I think the people who replaced their watches with their phones are fogeys like me. I was a late adopter of cell phones and I've had one for 12 years now. Extrapolate that to 18-25 year olds and you're talking about kids that pretty much got cell phones as soon as their parents would let them have them - they've never really been "watch" people. If they're looking at fogeys like me, they're dealing with people who have already lost their Fitbit, already let their Twitter feed die, and have already Friended their entire high school class on Facebook and whose wives are gonna get sick of having crudely-scrawled hearts "messaged" to them about half an hour into the adventure.
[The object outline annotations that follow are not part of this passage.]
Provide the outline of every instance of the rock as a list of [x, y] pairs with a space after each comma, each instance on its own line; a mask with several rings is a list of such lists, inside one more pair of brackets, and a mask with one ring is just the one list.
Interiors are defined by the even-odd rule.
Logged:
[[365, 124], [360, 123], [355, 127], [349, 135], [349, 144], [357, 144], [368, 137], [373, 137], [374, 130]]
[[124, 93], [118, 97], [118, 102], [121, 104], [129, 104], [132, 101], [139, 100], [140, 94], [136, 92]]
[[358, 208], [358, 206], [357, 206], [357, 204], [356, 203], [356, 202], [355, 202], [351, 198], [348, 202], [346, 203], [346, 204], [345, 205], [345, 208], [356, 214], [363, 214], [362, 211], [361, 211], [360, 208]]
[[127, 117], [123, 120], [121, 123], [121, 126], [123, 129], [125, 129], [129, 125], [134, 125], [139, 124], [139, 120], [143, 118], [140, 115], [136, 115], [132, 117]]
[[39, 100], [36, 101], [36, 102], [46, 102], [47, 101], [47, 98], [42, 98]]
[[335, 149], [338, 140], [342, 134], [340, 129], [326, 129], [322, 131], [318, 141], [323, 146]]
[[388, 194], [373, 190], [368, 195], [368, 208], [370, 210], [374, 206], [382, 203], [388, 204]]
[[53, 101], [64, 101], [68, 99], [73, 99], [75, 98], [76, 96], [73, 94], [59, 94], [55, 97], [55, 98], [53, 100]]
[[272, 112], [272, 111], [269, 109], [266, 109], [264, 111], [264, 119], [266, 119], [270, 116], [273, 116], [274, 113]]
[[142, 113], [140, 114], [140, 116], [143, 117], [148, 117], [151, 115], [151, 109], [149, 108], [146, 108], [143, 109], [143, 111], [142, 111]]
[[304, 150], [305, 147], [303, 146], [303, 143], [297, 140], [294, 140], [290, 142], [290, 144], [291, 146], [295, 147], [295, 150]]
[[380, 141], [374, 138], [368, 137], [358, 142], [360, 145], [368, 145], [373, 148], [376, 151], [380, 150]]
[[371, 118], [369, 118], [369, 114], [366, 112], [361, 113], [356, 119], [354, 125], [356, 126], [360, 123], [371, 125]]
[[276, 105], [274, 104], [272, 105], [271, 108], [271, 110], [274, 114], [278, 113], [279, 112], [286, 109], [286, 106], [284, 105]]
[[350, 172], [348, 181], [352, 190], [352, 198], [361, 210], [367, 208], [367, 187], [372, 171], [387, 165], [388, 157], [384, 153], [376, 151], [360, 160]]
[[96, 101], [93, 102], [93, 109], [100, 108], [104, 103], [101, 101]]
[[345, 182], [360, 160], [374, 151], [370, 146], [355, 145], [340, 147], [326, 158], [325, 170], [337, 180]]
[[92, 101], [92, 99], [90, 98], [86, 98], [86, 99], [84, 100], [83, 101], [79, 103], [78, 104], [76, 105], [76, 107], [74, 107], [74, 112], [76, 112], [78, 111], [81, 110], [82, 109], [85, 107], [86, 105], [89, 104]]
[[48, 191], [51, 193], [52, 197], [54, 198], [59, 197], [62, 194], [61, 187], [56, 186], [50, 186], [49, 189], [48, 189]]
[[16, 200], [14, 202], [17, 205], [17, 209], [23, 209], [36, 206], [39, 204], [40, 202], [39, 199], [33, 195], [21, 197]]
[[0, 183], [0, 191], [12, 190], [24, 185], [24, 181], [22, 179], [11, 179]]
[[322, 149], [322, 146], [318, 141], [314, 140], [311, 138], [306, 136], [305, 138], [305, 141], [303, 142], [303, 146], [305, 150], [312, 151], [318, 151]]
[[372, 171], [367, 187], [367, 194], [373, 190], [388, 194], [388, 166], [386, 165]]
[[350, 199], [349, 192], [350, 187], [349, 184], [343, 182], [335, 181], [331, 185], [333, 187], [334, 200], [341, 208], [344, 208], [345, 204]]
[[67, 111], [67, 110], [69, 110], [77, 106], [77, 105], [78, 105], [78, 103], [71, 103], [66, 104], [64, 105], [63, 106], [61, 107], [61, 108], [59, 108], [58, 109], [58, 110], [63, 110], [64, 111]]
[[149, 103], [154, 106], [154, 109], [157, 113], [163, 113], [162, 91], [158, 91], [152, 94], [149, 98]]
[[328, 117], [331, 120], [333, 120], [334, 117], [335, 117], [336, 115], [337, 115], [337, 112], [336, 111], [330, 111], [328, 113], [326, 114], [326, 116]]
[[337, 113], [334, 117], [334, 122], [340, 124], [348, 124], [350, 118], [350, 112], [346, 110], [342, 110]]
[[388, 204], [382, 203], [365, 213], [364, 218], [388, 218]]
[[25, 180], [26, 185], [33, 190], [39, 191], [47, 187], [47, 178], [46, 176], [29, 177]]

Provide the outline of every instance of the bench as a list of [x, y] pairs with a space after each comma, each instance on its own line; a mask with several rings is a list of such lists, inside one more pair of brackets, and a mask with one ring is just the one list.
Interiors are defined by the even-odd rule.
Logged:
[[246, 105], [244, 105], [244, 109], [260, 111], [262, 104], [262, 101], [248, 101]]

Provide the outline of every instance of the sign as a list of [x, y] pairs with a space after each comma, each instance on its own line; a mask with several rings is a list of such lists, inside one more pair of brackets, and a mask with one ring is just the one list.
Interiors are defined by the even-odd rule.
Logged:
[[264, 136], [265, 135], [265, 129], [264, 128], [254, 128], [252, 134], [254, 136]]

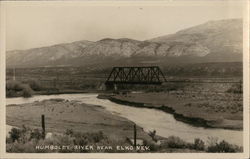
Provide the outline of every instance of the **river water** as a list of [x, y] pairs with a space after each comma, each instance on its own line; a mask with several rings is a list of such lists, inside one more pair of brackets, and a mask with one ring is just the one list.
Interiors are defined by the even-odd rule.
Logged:
[[37, 95], [31, 98], [7, 98], [6, 105], [23, 104], [44, 99], [62, 98], [66, 100], [77, 100], [86, 104], [100, 105], [106, 110], [125, 117], [145, 131], [156, 130], [156, 134], [169, 137], [171, 135], [178, 136], [181, 139], [193, 142], [195, 138], [208, 141], [208, 138], [217, 138], [225, 140], [231, 144], [243, 145], [243, 132], [238, 130], [214, 129], [194, 127], [189, 124], [175, 120], [172, 114], [165, 113], [156, 109], [137, 108], [113, 103], [107, 99], [98, 99], [97, 94], [60, 94], [60, 95]]

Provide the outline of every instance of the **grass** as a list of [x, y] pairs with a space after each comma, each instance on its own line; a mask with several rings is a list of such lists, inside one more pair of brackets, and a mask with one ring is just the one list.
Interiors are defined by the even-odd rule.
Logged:
[[[49, 152], [61, 152], [61, 153], [90, 153], [90, 152], [142, 152], [136, 150], [117, 150], [115, 147], [119, 146], [131, 146], [126, 140], [114, 140], [108, 138], [102, 131], [92, 133], [74, 132], [72, 129], [67, 129], [62, 134], [52, 134], [43, 138], [42, 132], [39, 129], [31, 129], [23, 126], [21, 129], [12, 128], [9, 132], [9, 137], [6, 138], [6, 150], [7, 152], [15, 153], [49, 153]], [[163, 142], [157, 144], [153, 140], [143, 140], [144, 146], [149, 146], [150, 151], [147, 152], [174, 152], [179, 150], [189, 150], [194, 152], [242, 152], [243, 148], [237, 145], [229, 144], [222, 140], [218, 142], [216, 138], [208, 138], [208, 145], [205, 142], [197, 138], [193, 143], [186, 142], [179, 137], [169, 136], [164, 139]], [[43, 146], [53, 145], [51, 147], [44, 148]], [[75, 149], [75, 145], [78, 146], [110, 146], [113, 149]], [[38, 146], [43, 147], [39, 148]], [[67, 149], [57, 149], [58, 146], [69, 146]]]
[[6, 83], [6, 96], [16, 97], [23, 96], [25, 98], [31, 97], [33, 90], [29, 84], [21, 83], [19, 81], [7, 81]]

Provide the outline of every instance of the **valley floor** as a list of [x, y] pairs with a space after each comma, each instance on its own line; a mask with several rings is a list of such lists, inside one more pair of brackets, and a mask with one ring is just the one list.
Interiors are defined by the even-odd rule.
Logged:
[[172, 91], [116, 94], [107, 98], [120, 104], [160, 109], [192, 125], [243, 129], [242, 94]]

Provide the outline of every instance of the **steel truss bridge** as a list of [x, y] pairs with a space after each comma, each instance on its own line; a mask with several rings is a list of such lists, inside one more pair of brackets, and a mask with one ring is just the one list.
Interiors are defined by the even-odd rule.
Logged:
[[115, 84], [152, 84], [161, 85], [166, 79], [158, 66], [113, 67], [106, 86]]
Ergo, fogeys like me aren't their market. Or if they are, they've misjudged it worse than the two-key mouse.
This saddens me because watches have more aesthetic viability than phones ever will, tbh. That's 1/2 the reason I have that pocketwatch - it's cool looking, in a way that I don't think phones are. All those little parts moving together. And you can see them all! And it could last multiple generations, if I take good care of it. Can't say the same for the phone market. they've never really been "watch" people.
My wife tried to buy me a pocketwatch. She bought her first husband one. I appreciate them as fetish objects but they lack the utility I need in my life. That's something about the iWatch- I need to be able to tell time, with polarized sunglasses on, in broad daylight. "Hands" have an advantage there.